SECTION 9.02. Continuing Nature of Provisions. Subject to the fifth sentence of this
Section 9.02, this Agreement shall continue to be effective, and shall not be revocable by any
party hereto, until the First Lien Obligations shall be Paid in Full. Notwithstanding the
foregoing, the Second Lien Representative, on behalf of itself and the Second Lien Secured Parties,
hereby waives any right it may have under applicable law to revoke this Agreement or any of the
provisions of this Agreement. The terms of this Agreement shall survive, and shall continue in
full force and effect, in any Insolvency Proceeding. All references to the Company or any other
Grantor shall include the Company or such Grantor as debtor and debtor-in-possession and any
receiver or trustee for the Company or any other Grantor (as the case may be) in any Insolvency
Proceeding. This Agreement shall terminate and be of no further force and effect, (i) with respect
to the Second Lien Representative, the Second Lien Secured Parties and the Second Lien Obligations,
upon the later of (1) the date upon which the obligations under the Second Lien Indenture terminate
if there are no other Second Lien Obligations outstanding on such date and (2) if there are other
Second Lien Obligations outstanding on such date, the date upon which such Second Lien Obligations
terminate and (ii) with respect to any First Lien Representative, any First Lien Secured Parties
and any First Lien Obligations, the date of notification by the Company to the Second Lien
Representative of termination of this Agreement after all such First Lien Obligations have been
Paid in Full, subject to the rights of the First Lien Secured Parties under Section 5.05 of this
Agreement. This is a continuing agreement and the First Lien Secured Parties and the Second Lien
Secured Parties may continue, at any time and without notice to
the other parties hereto, to extend credit and other financial accommodations, lend monies and
provide indebtedness to, or for the benefit of, Company or any other Grantor on the faith hereof.
SECTION 9.03. Amendments; Waivers. No amendment or modification of any of the
provisions of this Agreement shall be effective unless the same shall be in writing and signed by
the First Lien Representative, the Second Lien Representative and, only if the rights or duties of
any Grantor are directly affected thereby, such Grantor.

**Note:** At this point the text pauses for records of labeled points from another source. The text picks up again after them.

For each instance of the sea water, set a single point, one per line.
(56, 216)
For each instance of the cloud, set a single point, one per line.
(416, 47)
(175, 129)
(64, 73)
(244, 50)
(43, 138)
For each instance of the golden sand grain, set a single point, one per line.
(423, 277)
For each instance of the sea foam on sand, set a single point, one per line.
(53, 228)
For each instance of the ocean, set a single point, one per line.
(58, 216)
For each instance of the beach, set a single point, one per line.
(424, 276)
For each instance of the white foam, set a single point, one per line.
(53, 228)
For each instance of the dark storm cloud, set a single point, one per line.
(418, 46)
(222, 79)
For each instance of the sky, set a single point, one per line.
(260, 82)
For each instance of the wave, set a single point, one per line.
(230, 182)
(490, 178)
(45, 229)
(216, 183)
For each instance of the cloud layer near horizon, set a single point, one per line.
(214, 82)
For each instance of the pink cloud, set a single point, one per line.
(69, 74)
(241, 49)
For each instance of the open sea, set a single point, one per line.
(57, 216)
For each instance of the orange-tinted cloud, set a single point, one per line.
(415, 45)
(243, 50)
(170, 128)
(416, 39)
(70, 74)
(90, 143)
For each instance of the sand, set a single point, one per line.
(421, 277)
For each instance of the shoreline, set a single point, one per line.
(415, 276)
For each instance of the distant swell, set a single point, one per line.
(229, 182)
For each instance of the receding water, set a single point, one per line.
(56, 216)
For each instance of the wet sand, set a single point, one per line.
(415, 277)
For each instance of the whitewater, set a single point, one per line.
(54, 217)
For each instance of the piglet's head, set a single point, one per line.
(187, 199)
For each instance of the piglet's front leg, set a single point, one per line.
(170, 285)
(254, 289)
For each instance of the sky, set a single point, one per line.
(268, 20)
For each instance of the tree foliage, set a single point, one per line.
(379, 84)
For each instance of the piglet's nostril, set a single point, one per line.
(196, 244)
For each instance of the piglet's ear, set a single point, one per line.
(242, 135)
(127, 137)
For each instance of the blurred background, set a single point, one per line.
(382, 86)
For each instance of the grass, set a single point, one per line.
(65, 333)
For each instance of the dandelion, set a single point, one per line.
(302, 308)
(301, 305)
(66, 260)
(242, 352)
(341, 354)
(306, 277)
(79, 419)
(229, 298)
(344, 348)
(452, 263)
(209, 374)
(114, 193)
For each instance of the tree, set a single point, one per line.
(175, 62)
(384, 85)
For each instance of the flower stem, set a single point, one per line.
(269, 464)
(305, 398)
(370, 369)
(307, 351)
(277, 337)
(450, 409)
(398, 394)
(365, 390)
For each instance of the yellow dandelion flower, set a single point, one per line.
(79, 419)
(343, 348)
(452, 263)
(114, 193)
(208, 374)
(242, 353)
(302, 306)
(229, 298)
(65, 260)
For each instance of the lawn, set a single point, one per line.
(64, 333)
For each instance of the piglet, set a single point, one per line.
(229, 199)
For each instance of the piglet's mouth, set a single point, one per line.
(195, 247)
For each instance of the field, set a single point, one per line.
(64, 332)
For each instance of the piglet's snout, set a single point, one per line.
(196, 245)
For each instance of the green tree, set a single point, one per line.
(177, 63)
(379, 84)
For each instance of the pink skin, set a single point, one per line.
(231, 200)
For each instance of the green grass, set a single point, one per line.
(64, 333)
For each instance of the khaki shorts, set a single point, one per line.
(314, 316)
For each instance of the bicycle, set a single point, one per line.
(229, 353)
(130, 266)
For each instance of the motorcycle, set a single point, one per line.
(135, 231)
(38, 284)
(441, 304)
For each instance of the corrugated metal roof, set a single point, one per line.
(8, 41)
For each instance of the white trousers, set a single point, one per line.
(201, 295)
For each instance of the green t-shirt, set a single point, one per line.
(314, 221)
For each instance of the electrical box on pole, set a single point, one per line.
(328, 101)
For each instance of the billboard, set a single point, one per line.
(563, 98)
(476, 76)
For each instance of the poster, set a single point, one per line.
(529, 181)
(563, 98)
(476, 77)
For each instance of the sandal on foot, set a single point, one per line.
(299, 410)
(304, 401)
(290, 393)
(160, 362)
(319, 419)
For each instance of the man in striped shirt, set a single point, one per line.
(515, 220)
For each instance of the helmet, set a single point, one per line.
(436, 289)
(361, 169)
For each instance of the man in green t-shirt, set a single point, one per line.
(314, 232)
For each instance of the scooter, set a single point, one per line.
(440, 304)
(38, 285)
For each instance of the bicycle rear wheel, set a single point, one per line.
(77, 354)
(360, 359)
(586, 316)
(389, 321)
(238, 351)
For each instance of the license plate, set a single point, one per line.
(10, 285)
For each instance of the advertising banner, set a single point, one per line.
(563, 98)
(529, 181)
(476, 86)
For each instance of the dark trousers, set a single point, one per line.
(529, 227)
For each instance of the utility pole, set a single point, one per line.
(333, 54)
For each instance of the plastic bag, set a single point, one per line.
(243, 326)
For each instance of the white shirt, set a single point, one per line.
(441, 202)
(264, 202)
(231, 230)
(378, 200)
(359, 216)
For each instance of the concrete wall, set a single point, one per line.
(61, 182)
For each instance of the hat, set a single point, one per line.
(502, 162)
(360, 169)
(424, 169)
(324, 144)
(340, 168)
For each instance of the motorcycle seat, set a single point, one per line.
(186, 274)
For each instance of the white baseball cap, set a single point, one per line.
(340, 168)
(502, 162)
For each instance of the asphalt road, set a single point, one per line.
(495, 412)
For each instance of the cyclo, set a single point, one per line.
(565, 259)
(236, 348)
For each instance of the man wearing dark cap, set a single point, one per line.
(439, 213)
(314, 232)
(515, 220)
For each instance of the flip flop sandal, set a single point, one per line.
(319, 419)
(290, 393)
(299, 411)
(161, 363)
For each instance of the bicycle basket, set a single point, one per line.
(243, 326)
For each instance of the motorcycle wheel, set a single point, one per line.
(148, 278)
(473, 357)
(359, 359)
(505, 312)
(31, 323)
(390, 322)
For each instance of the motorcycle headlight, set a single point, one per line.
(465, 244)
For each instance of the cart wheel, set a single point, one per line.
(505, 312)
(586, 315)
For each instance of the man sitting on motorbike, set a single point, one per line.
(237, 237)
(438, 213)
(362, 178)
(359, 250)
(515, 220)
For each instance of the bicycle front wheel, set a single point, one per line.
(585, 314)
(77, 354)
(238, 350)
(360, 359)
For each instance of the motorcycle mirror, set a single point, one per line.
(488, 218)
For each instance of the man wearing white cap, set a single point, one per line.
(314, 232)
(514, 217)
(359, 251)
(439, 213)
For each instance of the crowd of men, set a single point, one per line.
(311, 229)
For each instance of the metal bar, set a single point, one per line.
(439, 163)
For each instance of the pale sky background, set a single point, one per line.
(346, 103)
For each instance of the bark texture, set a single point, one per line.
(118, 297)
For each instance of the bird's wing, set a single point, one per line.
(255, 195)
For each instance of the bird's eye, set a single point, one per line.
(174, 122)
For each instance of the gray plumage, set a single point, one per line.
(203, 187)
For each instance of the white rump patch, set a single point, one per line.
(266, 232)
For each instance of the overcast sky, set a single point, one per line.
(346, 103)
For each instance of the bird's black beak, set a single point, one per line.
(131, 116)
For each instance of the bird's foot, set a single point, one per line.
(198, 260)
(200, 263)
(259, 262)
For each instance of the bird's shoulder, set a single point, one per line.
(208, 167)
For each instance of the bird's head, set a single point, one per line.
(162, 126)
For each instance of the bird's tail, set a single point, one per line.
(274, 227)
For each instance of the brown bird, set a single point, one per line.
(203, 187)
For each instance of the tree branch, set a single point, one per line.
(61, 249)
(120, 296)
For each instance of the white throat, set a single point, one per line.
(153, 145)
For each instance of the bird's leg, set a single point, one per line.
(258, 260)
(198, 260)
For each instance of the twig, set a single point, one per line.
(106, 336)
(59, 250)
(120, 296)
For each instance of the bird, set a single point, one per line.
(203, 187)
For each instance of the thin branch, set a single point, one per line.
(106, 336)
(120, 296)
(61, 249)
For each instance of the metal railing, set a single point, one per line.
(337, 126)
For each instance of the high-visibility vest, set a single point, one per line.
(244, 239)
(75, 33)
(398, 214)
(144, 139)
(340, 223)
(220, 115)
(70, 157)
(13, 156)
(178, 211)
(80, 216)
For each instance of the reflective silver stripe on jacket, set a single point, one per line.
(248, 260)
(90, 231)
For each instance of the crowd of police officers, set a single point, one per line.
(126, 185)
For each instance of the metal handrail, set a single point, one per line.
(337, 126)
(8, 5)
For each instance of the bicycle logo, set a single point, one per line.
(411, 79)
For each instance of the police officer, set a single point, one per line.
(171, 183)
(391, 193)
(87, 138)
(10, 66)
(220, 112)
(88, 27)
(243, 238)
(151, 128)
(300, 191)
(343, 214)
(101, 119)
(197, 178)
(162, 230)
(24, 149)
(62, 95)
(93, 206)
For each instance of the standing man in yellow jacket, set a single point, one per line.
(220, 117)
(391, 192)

SECTION 9.04. Information Concerning Financial Condition of the Company and the other
Grantors. Each of the Second Lien Representative and the First Lien Representative hereby
assumes responsibility for keeping itself informed of the financial condition of the Company and
each of
21
the other Grantors and all other circumstances bearing upon the risk of nonpayment of the
First Lien Obligations or the Second Lien Obligations. Each of the Second Lien Representative and
the First Lien Representative hereby agrees that no party shall have any duty to advise any other
party of information known to it regarding such condition or any such circumstances. In the event
the Second Lien Representative or the First Lien Representative, in its sole discretion, undertakes
at any time or from time to time to provide any information to any other party to this Agreement,
it shall be under no obligation (a) to provide any such information to such other party or any
other party on any subsequent occasion, (b) to undertake any investigation not a part of its
regular business routine, or (c) to disclose any other information.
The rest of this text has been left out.